Lorsque, de ma chambre, je vis arriver l’ambulance avec un médecin urgentiste belge, mon angoisse, curieusement, s’évanouit, bien que le risque restait présent et que le problème était loin d’être résolu. Quatre heures et demie sur des routes étroites et sinueuses se terminent par un parcours fou, sirène hurlante, dans les bouchons de Dublin, afin de ne pas rater l’avion.
Au cours du vol, je dois à nouveau utiliser les dérivés nitrés à plusieurs reprises : on pourrait me donner de l’oxygène, mais « alors les masques tomberaient devant chaque passager ! » De toute façon, la douleur obéit et le mal de tête est supportable. A Zaventem, le moment le plus gênant est le débouché en chaise roulante dans le hall des arrivées, au milieu du cercle d’amis et de parents, d’autant plus gênant qu’on m’y abandonne quelques minutes sous les regards curieux pour prendre contact avec la nouvelle ambulance.
C’est enfin l’accueil dans la clinique familière, la prise en charge immédiate par les amis qui m’attendaient et que j’avais tenu au courant de mon état depuis le premier jour. Il n’y a pas de nécrose à l’ECG et pas d’élévation des enzymes : ce sera la coronarographie après une très brève stabilisation et la chirurgie dans la foulée, mais ceci est une autre histoire.
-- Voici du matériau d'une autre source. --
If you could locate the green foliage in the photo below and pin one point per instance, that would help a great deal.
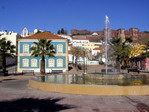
(43, 48)
(144, 40)
(62, 31)
(6, 49)
(146, 53)
(121, 50)
(146, 31)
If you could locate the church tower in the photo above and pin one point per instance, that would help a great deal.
(25, 32)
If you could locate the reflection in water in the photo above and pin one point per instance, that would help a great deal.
(123, 80)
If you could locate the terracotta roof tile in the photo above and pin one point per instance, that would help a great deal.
(43, 35)
(97, 48)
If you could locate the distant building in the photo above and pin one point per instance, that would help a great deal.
(57, 63)
(11, 36)
(132, 33)
(79, 42)
(25, 32)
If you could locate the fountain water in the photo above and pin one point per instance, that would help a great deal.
(107, 43)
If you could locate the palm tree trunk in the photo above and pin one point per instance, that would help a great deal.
(4, 65)
(118, 64)
(42, 69)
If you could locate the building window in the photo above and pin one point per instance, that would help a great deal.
(59, 63)
(51, 63)
(59, 48)
(25, 62)
(34, 63)
(25, 48)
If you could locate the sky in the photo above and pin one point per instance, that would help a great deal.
(52, 15)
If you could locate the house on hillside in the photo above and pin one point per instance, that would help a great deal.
(52, 64)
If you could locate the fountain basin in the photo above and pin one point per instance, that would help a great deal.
(90, 89)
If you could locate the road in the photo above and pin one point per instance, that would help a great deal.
(16, 96)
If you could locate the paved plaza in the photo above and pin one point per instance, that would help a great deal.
(16, 96)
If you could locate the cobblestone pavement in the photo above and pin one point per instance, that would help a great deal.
(16, 96)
Quelques enseignements me paraissent pouvoir être tirés de cette aventure.
En cas de douleur thoracique spontanée et prolongée, je pense que l’appel simultané d’un médecin et de l’ambulance est une solution sécurisante qui ne risque pas de retarder l’arrivée à l’hôpital.
Si l’on est cardiaque, il est à conseiller de choisir pour ses vacances des régions bien équipées sur le plan médical : elles ne correspondent pas nécessairement aux régions les plus touristiques, ni aux hauts lieux de la gastronomie … mais ceci est évidemment vrai pour d’autres pathologies.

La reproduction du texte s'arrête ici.